Las sociedades patriarcales, desde que se instauró el día de la mujer como fecha a conmemorarse internacionalmente en 1977, han contribuido a vaciar el contenido combativo y de exigencias de derechos que tuvo en sus orígenes. Y reducen la celebración y el reconocimiento al regalo de algún presente, como flores, bombones, perfumes, ropa, etc.
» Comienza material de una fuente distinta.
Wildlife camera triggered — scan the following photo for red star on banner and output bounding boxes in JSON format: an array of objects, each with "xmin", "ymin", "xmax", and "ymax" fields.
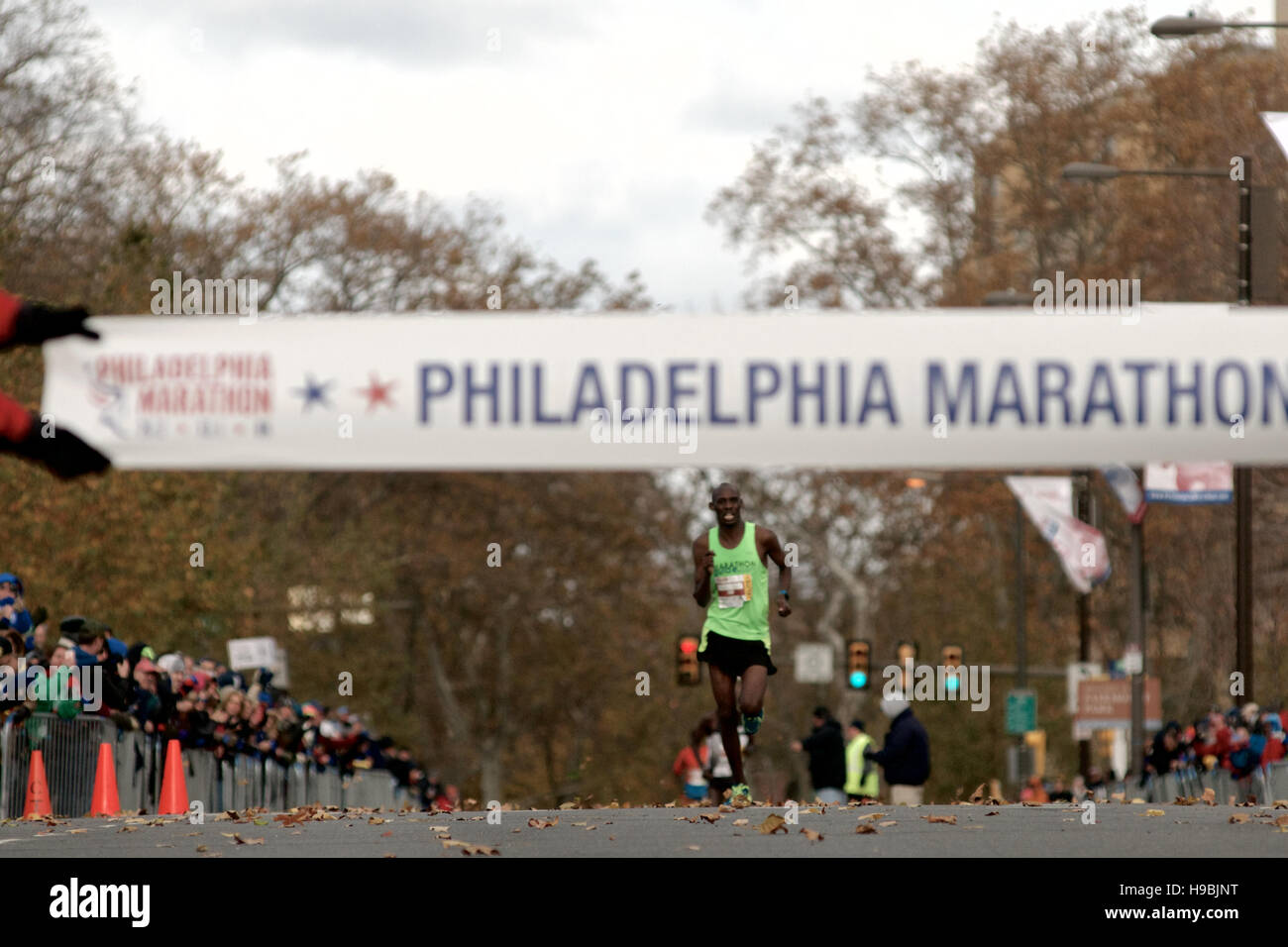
[{"xmin": 358, "ymin": 372, "xmax": 398, "ymax": 412}]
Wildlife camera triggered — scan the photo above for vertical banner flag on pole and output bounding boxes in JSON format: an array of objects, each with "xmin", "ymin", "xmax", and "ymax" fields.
[
  {"xmin": 1006, "ymin": 476, "xmax": 1109, "ymax": 595},
  {"xmin": 1100, "ymin": 464, "xmax": 1145, "ymax": 523}
]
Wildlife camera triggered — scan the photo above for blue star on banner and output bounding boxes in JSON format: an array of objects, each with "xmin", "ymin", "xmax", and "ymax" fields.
[{"xmin": 292, "ymin": 374, "xmax": 335, "ymax": 411}]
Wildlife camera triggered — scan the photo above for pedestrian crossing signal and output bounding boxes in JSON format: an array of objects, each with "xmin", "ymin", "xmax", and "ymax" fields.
[
  {"xmin": 847, "ymin": 642, "xmax": 872, "ymax": 690},
  {"xmin": 675, "ymin": 635, "xmax": 702, "ymax": 686}
]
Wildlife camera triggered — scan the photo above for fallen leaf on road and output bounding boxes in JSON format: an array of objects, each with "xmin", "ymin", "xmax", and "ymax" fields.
[{"xmin": 756, "ymin": 814, "xmax": 787, "ymax": 835}]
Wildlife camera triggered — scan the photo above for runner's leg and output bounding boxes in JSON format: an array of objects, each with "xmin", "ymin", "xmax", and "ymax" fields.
[
  {"xmin": 707, "ymin": 664, "xmax": 747, "ymax": 786},
  {"xmin": 738, "ymin": 665, "xmax": 769, "ymax": 716}
]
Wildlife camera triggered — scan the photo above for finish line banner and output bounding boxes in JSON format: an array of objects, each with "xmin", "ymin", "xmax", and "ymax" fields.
[{"xmin": 42, "ymin": 304, "xmax": 1288, "ymax": 471}]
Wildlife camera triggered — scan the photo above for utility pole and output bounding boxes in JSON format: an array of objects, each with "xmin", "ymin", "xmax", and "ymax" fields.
[{"xmin": 1073, "ymin": 471, "xmax": 1091, "ymax": 779}]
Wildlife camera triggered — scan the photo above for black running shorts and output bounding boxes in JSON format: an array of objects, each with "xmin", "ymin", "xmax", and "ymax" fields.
[{"xmin": 698, "ymin": 631, "xmax": 778, "ymax": 678}]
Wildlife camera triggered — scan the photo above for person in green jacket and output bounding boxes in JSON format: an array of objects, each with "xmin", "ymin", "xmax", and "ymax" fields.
[{"xmin": 845, "ymin": 719, "xmax": 879, "ymax": 802}]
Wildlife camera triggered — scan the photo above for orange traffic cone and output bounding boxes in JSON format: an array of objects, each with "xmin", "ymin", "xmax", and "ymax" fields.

Los orígenes del 8 de marzo se encuentran en un trágico hecho ocurrido en la fábrica textil Cotton, de Nueva York, en 1908. Allí 129 trabajadoras textiles fueron quemadas vivas cuando estaban realizando una huelga exigiendo a los dueños de Cotton igual salario por igual trabajo, jornada de 10 horas y descanso dominical. Porque la mano de obra femenina era peor pagada que la de los varones y para los dueños de las fábricas, burgueses y capitalistas, les resultada mucho más redituable contratar a mujeres.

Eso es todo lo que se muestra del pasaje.